The backer plates that are behind the foredeck cleats are sad in every aspect and need to be replaced. What possesses some people to use the materials they do is beyond me.
The backer plate that was behind the windlass was even worse. It was literally a piece of milk jug that someone had cut out. It was replaced straight away with epoxy and a piece of hardwood. Because the backside of the deck was uneven, I had to level it out with some epoxy, press in the backer plate, let it cure, then drill the holes for the windlass mounting screws. I used hardwood here because it’s epoxied to the boat now and it won’t corrode. If I ever have to replace this, it’s going to be hell removing it. But, it will be much easier than trying to remove a piece of metal. I suppose I could have attempted to level out the epoxy and let it cure without the backer plate attached, but . . . well, I suppose I just didn’t feel like going that route. I’m sure I’ll regret it later.
Windlass backer plate. Looks like I’ve got a small leak on that one screw and will have to re-bed the windlass.
This is the state of both the port and starboard foredeck cleat backer plates.

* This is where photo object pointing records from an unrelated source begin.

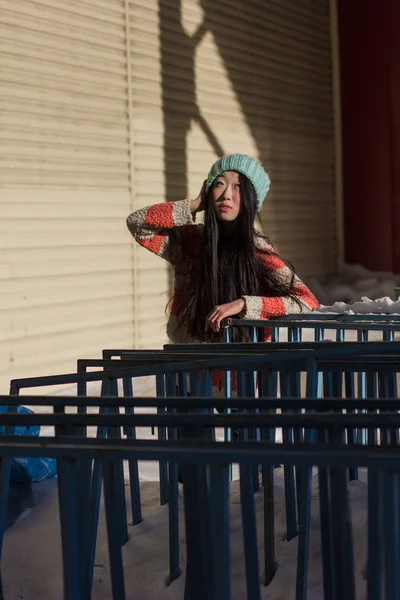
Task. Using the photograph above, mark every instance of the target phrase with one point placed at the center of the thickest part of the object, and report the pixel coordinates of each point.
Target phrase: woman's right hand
(199, 203)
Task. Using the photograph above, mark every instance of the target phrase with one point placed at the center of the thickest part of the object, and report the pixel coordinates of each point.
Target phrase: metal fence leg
(249, 533)
(173, 511)
(342, 536)
(219, 524)
(304, 534)
(113, 531)
(199, 566)
(326, 534)
(68, 506)
(374, 561)
(391, 527)
(136, 505)
(162, 435)
(269, 524)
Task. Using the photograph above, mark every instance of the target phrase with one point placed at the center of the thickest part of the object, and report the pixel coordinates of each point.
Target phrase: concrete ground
(31, 564)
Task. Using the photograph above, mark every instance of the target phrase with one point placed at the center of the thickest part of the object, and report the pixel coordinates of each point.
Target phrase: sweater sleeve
(300, 300)
(152, 226)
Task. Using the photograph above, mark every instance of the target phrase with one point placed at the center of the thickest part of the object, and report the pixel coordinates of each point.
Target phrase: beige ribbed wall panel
(109, 105)
(263, 86)
(66, 260)
(218, 77)
(152, 284)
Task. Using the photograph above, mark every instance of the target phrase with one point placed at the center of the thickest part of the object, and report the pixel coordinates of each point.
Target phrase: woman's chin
(226, 217)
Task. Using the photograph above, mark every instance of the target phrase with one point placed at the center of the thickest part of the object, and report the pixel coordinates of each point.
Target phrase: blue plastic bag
(32, 469)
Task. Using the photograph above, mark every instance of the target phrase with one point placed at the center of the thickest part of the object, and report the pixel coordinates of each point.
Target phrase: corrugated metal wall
(66, 267)
(112, 105)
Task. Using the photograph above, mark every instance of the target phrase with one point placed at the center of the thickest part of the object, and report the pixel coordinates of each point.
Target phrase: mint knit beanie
(242, 163)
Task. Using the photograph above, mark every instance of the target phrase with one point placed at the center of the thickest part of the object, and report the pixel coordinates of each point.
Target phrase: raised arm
(152, 226)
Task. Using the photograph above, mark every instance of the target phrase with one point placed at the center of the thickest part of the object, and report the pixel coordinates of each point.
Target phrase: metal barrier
(387, 325)
(206, 481)
(291, 362)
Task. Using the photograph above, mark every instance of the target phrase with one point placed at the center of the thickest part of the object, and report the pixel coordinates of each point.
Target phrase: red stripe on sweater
(153, 244)
(273, 307)
(272, 261)
(306, 295)
(160, 215)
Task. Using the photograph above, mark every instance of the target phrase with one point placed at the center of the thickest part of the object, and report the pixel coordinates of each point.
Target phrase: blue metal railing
(330, 455)
(378, 359)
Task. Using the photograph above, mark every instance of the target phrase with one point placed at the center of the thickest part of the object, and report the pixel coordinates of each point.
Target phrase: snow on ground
(352, 283)
(31, 564)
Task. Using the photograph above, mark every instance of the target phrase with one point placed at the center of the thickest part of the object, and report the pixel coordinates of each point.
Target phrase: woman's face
(226, 195)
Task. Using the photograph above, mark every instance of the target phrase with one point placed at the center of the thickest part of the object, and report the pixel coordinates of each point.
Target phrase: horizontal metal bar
(339, 351)
(294, 420)
(319, 404)
(319, 323)
(327, 317)
(205, 452)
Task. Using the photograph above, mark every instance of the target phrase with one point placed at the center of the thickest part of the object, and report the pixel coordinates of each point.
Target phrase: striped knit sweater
(151, 227)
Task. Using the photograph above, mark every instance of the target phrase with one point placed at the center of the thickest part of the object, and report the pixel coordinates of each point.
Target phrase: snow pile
(353, 283)
(366, 306)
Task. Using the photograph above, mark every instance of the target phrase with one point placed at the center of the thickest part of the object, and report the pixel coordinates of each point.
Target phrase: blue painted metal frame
(304, 455)
(247, 363)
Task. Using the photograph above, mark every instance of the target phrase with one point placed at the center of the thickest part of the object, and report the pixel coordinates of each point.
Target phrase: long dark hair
(227, 268)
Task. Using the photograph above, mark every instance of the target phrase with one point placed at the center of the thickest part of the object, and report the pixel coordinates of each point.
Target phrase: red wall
(369, 39)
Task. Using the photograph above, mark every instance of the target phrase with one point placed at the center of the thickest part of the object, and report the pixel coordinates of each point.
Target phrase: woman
(225, 267)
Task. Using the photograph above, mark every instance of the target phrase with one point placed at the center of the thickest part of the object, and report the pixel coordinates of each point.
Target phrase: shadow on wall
(178, 82)
(179, 96)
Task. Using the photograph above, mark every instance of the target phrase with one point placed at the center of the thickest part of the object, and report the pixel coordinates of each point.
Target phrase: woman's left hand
(222, 311)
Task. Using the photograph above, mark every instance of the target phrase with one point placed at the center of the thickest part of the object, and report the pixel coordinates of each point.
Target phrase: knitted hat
(242, 163)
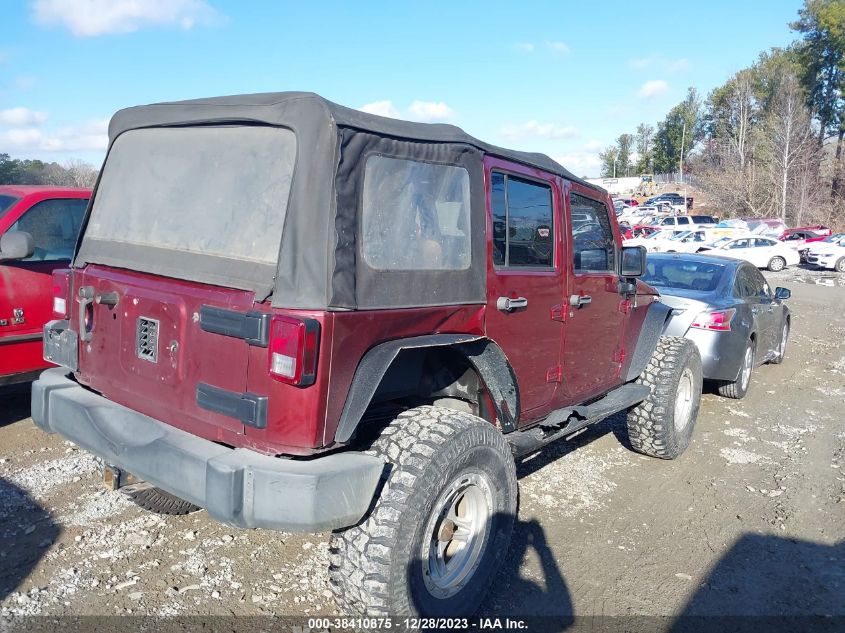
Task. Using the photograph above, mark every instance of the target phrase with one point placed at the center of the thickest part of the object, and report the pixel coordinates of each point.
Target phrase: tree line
(74, 173)
(769, 142)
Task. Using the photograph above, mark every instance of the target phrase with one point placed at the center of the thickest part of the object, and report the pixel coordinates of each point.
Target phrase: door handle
(86, 298)
(579, 301)
(506, 304)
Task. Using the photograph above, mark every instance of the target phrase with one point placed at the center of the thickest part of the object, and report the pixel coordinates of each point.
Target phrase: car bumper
(237, 486)
(721, 353)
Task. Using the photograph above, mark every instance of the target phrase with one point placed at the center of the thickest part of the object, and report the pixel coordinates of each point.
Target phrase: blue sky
(564, 78)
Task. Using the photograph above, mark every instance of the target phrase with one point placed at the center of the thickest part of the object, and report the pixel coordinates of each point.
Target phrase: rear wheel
(662, 425)
(737, 389)
(442, 524)
(777, 264)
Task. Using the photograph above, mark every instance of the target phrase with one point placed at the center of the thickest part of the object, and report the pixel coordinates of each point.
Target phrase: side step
(568, 421)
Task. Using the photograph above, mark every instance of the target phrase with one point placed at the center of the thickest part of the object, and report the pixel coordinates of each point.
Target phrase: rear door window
(593, 246)
(523, 225)
(54, 226)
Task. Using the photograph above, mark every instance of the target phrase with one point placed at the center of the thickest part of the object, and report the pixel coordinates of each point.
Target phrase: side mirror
(16, 245)
(633, 261)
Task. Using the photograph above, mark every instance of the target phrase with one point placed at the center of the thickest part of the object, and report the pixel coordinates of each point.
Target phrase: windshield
(686, 275)
(214, 191)
(6, 202)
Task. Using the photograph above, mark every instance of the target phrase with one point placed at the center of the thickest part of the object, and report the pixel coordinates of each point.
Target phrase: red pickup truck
(38, 230)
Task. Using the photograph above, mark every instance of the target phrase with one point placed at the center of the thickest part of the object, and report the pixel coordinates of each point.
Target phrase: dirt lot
(750, 521)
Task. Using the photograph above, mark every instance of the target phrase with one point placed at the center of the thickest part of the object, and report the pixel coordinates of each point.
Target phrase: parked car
(38, 230)
(763, 252)
(726, 307)
(353, 350)
(828, 254)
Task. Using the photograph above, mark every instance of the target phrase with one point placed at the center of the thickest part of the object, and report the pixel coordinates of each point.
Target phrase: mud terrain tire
(161, 502)
(384, 564)
(662, 424)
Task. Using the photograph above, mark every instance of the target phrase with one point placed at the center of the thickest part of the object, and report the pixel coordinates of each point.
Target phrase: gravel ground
(751, 520)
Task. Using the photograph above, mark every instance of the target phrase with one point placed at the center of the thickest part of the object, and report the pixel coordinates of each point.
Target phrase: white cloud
(428, 111)
(557, 47)
(653, 88)
(581, 163)
(662, 63)
(89, 135)
(21, 117)
(535, 129)
(89, 18)
(561, 48)
(381, 108)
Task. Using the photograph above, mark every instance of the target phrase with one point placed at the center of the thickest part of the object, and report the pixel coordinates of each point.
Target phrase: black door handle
(579, 301)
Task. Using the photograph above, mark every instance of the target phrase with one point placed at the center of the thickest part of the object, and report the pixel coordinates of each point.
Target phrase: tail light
(718, 320)
(61, 294)
(293, 348)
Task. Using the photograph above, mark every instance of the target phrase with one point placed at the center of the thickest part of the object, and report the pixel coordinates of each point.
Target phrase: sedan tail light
(61, 294)
(718, 320)
(293, 350)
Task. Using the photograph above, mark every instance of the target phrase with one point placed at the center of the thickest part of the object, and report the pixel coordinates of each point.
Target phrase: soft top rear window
(206, 190)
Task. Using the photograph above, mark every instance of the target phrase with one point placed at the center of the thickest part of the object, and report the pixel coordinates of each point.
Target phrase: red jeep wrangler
(303, 317)
(38, 230)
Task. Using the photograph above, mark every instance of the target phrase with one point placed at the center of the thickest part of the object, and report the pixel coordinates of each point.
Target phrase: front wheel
(662, 424)
(440, 529)
(776, 264)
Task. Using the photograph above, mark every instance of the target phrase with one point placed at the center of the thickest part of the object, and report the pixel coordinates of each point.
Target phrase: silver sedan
(727, 308)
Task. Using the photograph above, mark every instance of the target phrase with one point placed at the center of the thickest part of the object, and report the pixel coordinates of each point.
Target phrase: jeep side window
(523, 228)
(415, 215)
(593, 248)
(54, 226)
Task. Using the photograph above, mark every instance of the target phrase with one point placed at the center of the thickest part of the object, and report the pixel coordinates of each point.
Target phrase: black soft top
(319, 266)
(273, 108)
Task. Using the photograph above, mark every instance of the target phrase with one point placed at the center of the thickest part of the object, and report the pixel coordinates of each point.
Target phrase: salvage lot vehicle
(396, 309)
(38, 230)
(726, 307)
(763, 252)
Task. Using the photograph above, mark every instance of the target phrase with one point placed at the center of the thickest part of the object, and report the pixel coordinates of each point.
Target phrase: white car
(829, 254)
(763, 252)
(654, 243)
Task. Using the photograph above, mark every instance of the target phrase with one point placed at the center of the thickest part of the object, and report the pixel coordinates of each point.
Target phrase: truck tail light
(718, 320)
(61, 294)
(293, 348)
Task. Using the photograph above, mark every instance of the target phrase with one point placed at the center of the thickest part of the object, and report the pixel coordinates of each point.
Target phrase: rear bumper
(237, 486)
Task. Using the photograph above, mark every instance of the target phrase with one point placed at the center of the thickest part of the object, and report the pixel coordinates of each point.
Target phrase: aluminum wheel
(458, 531)
(747, 366)
(684, 397)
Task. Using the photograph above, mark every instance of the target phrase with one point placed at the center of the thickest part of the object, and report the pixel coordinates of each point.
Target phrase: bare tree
(788, 137)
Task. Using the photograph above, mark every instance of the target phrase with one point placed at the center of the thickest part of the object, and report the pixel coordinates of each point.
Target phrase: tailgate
(147, 349)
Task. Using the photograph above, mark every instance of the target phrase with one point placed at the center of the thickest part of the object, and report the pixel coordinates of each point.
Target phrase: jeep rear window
(219, 191)
(415, 215)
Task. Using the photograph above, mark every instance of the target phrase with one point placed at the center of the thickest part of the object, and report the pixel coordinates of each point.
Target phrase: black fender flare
(484, 355)
(653, 327)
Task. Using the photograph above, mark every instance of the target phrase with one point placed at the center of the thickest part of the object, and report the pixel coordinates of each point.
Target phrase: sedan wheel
(777, 264)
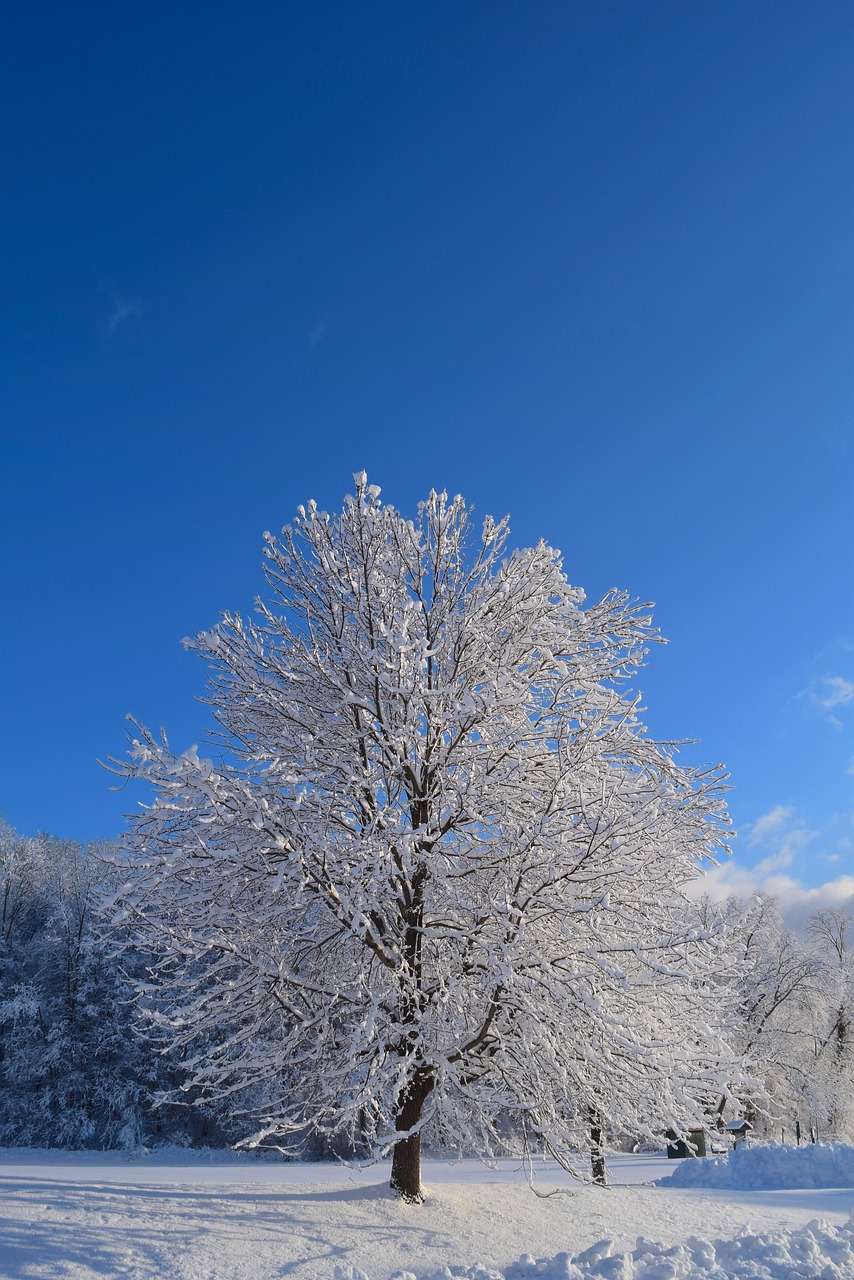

I purchased some 4″ x 6″ x 0.25″ 304 stainless steel bar that I will polish and use as the backer plates. Stainless in this situation doesn’t really concern me too much. It will be on the interior of the boat and not really subjected to much water, if any. I should be able to bed the cleats with butyl tape so they don’t leak at all. And if, like the windlass, one does, disassembling and redoing it is no problem.
New blank backer plates.
One other feature that was installed recently in the chain locker, where all of these backer plates actually reside, was a security device for our anchor rode.
This is there so that just in case I’m asleep while paying out anchor rode, I have at least some protection that prevents the rode from simply flying off the bow of the boat into the deep blue sea. Believe it or not, I have heard of this happening. The other, almost worse, situation that I saw happen first hand was a boat that had run aground, was on a lee shore with all his rode payed out, couldn’t pull it in because his electric windlass burned up due to a stuck anchor, and couldn’t release his rode to attempt to maneuver or be pulled off because it was all chain and bolted inside his chain locker.
At least here, if I need to release the anchor rode, I have some thin line that I can easily cut through.